A double Gaussian wake model for single and multiple yawed wind turbines

Accurate prediction of turbine wake is essential for optimal control of wind turbine yaw in wind farms. In this study, a new double Gaussian yawed wake model for wind turbines is proposed, and computational fluid dynamic (CFD) simulations with the Realizable k-ε turbulence model and a modified actuator disk method (ADM) are performed to compare the performance of this model with other wake models. The reliability of CFD is accomplished by comparison with wind tunnel tests. A single wind turbine considering three incoming wind velocities and four yawed angles is adopted to validate the accuracy of the proposed wake model, and the results show that the RMSE and MAE errors are reduced by 1.3 %∼6.1 % and 1.3 %∼6.1 %, respectively. The wake recovery length becomes shorter with increasing thrust coefficient for smaller yaw angles and remains constant for larger yaw angles.
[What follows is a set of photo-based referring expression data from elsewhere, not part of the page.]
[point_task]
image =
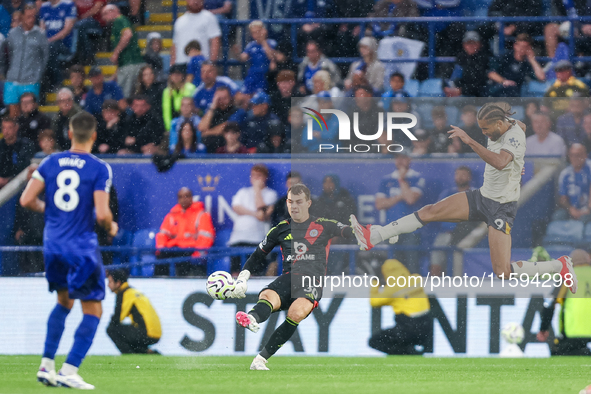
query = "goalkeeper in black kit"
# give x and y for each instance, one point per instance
(304, 242)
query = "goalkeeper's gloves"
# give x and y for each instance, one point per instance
(240, 286)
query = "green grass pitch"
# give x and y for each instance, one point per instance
(397, 374)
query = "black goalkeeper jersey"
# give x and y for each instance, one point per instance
(304, 246)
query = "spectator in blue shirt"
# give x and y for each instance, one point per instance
(102, 91)
(57, 18)
(570, 125)
(574, 187)
(399, 195)
(193, 50)
(262, 56)
(510, 71)
(396, 89)
(256, 125)
(187, 115)
(209, 83)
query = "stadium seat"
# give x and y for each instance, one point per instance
(537, 89)
(412, 87)
(145, 238)
(564, 232)
(431, 88)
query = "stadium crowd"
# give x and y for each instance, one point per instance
(180, 103)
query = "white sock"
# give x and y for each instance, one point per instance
(48, 364)
(68, 369)
(407, 224)
(539, 267)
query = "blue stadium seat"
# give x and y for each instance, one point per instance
(412, 87)
(537, 89)
(564, 232)
(145, 238)
(123, 238)
(431, 88)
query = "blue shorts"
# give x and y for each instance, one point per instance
(82, 274)
(13, 91)
(253, 83)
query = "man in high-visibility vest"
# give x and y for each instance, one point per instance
(575, 314)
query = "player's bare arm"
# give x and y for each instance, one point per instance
(497, 160)
(104, 216)
(30, 197)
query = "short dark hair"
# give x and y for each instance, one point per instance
(232, 127)
(397, 74)
(78, 69)
(83, 125)
(293, 174)
(111, 104)
(25, 94)
(299, 188)
(193, 44)
(10, 120)
(260, 168)
(118, 275)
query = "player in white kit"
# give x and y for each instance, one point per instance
(494, 203)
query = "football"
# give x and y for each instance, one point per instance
(219, 285)
(513, 333)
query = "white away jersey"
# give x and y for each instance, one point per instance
(504, 185)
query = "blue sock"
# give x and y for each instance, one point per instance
(82, 340)
(55, 329)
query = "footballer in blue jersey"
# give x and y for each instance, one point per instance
(76, 186)
(261, 55)
(55, 15)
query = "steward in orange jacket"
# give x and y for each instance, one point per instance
(187, 225)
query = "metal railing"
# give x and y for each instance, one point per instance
(431, 22)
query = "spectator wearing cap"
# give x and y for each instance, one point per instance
(423, 143)
(256, 124)
(143, 130)
(565, 86)
(232, 138)
(172, 96)
(77, 77)
(275, 141)
(210, 81)
(196, 59)
(321, 135)
(89, 28)
(110, 129)
(57, 18)
(369, 64)
(262, 55)
(61, 121)
(195, 24)
(316, 61)
(281, 98)
(23, 61)
(221, 111)
(31, 121)
(102, 90)
(509, 72)
(187, 114)
(470, 73)
(152, 55)
(126, 51)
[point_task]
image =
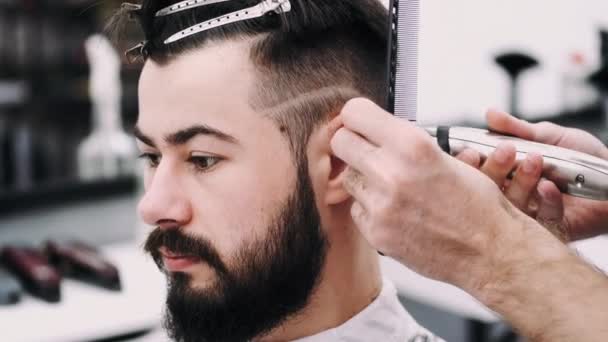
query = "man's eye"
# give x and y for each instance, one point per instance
(203, 163)
(152, 160)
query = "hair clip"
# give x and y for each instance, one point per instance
(132, 9)
(266, 6)
(186, 5)
(139, 51)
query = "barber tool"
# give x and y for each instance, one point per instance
(10, 290)
(108, 152)
(574, 173)
(82, 262)
(37, 276)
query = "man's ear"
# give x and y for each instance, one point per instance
(336, 193)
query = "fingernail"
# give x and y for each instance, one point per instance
(501, 155)
(529, 166)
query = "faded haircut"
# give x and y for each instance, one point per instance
(310, 60)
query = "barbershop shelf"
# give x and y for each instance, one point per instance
(12, 201)
(87, 313)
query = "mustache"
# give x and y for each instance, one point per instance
(177, 242)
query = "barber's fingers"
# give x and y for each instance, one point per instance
(544, 132)
(505, 123)
(355, 151)
(367, 119)
(523, 184)
(500, 163)
(551, 209)
(470, 157)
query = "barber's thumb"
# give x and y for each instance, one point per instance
(551, 209)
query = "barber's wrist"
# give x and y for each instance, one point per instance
(543, 285)
(526, 260)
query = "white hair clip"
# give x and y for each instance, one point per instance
(186, 5)
(266, 6)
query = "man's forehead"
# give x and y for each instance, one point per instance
(214, 63)
(210, 85)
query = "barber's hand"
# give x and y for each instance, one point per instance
(583, 218)
(431, 212)
(537, 197)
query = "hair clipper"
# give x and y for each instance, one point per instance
(574, 173)
(81, 262)
(32, 268)
(10, 290)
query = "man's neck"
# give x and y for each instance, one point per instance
(350, 281)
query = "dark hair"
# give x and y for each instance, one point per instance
(311, 60)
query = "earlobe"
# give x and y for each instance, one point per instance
(336, 193)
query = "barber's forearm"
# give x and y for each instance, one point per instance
(550, 295)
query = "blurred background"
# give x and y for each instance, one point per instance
(67, 161)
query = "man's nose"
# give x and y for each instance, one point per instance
(164, 203)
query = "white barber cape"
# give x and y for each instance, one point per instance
(384, 319)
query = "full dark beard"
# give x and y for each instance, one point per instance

Furthermore, the superposition effect of multiple wakes is studied by square-array and rhombic-array multiturbines with four wind directions and four yawed angles. The results suggest that the sum-of-squares superposition (SS) model has the highest accuracy compared to the other three superposition models, reducing the RMSE and MAE errors of wake prediction by 1.1 %∼8.6 % and 0.6 %∼4.3 %, respectively. Therefore, the proposed wake model can predict the wind distribution in real wind farms, which is of great significance for engineering applications.